マルコによる福音書 9章2~10節 桝田翔希牧師
ウクライナへの全面的な侵攻が開始されてから、1か月の時が過ぎました。依然として激しい戦闘の様子が報道され、建造物が瞬く間に瓦礫の山になっていく状況があります。戦争という状況の中、私たちはどのように聖書を読んでいるでしょうか。旧約聖書の中で祭司文書と呼ばれる文書群は、戦争の影響によるバビロン捕囚という経験の中で執筆されたと言われています。エルサレムが攻められ、捕囚の民として多くの人たちが異文化の土地に連行されていきました。形に残るものではなく、精神として他者には破壊できないものが後世に伝えようとされています。
今回の聖書箇所は、「山上の変容」と呼ばれる箇所で、イエスの変容がモーセとエリヤを伴う「神の啓示の出来事」として描かれています。しかし、弟子たちは恐れるばかりでその意味が分かりませんでした。ペトロは3つの仮小屋を建てようと提案します。実際に仮小屋が立てられたという記述はないので、ペトロの返答は「弟子の無理解」として描かれているということでしょう。間違いな返答であったようですが、その後に続く神の声はペトロを否定するのでなく「これに聞け」という呼びかけでした。

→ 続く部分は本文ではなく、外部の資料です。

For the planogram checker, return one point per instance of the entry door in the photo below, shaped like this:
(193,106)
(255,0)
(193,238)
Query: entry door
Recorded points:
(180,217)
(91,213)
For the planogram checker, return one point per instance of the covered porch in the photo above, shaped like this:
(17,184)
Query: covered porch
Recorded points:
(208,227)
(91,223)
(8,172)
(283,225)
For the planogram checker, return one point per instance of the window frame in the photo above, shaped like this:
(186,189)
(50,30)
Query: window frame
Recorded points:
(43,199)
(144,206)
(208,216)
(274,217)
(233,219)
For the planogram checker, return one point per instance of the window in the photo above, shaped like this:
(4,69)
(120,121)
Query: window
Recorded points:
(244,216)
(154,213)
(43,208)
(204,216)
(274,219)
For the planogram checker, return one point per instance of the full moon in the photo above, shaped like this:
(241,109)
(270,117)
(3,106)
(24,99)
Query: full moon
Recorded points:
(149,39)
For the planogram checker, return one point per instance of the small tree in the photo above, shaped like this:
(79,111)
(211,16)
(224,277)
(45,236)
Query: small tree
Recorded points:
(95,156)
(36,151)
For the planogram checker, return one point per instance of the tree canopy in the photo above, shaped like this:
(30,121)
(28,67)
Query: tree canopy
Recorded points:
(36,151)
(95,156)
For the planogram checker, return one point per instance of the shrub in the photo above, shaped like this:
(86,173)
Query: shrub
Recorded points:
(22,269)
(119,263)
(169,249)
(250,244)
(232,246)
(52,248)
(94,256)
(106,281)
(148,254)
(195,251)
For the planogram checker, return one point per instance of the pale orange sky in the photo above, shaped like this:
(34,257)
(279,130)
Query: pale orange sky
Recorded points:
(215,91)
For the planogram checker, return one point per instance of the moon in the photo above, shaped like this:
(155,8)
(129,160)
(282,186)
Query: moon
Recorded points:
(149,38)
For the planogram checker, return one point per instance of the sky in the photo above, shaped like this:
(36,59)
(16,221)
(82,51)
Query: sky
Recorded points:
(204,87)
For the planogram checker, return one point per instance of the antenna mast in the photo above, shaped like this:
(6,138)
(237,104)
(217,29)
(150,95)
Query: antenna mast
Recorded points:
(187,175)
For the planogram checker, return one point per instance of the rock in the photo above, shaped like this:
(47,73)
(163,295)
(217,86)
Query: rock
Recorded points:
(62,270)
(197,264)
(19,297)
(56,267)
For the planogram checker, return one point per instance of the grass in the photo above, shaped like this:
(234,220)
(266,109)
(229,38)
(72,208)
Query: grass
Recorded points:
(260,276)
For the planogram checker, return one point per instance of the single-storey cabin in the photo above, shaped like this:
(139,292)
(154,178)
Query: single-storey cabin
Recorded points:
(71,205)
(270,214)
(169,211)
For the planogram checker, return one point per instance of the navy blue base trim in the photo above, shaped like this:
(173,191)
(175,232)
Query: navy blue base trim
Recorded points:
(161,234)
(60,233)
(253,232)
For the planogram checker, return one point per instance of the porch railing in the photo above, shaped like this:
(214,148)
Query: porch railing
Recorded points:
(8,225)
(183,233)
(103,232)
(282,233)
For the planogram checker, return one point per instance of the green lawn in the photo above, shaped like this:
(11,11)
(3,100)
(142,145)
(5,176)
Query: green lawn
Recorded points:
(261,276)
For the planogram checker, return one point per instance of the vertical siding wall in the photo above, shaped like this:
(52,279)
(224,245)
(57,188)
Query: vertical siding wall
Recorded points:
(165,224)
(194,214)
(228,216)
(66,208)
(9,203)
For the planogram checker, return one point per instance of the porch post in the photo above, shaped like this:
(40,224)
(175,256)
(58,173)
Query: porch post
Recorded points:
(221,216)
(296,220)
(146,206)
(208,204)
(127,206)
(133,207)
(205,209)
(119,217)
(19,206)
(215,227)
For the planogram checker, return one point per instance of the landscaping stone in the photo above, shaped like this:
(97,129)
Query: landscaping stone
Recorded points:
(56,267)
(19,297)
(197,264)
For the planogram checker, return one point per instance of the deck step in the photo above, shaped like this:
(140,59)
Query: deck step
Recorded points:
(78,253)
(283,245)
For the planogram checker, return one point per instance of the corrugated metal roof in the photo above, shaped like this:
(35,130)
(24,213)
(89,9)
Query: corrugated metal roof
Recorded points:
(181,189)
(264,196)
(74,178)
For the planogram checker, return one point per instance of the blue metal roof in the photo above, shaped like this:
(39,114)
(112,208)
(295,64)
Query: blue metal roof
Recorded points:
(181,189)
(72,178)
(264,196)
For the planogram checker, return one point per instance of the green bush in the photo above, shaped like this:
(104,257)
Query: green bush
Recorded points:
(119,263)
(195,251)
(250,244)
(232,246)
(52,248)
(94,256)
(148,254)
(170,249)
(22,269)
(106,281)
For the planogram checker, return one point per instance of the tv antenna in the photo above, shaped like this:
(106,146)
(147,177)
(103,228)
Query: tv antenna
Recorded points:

「弟子の無理解」という文脈で言えば、あからさまな否定があっていいような気もしますが、神の声は否定でも肯定でもなく、招きの言葉でした。私たちが生きる社会は不寛容なものへと変わっています「私たちは失敗することもできませんし、不幸でいることも許され(岸政彦『断片的なものの社会学』2015年、p.240)」ないような世の中です。神の声は誰かを否定するのではなく、記念碑のようにいつか崩れ去ってしまうものではなく、長い時間をかけて人間を招こうとしておられるのではないでしょうか。イースターを控え、聖書は安易な答えを示してはくれません。私たちも招き続けられる存在なのです。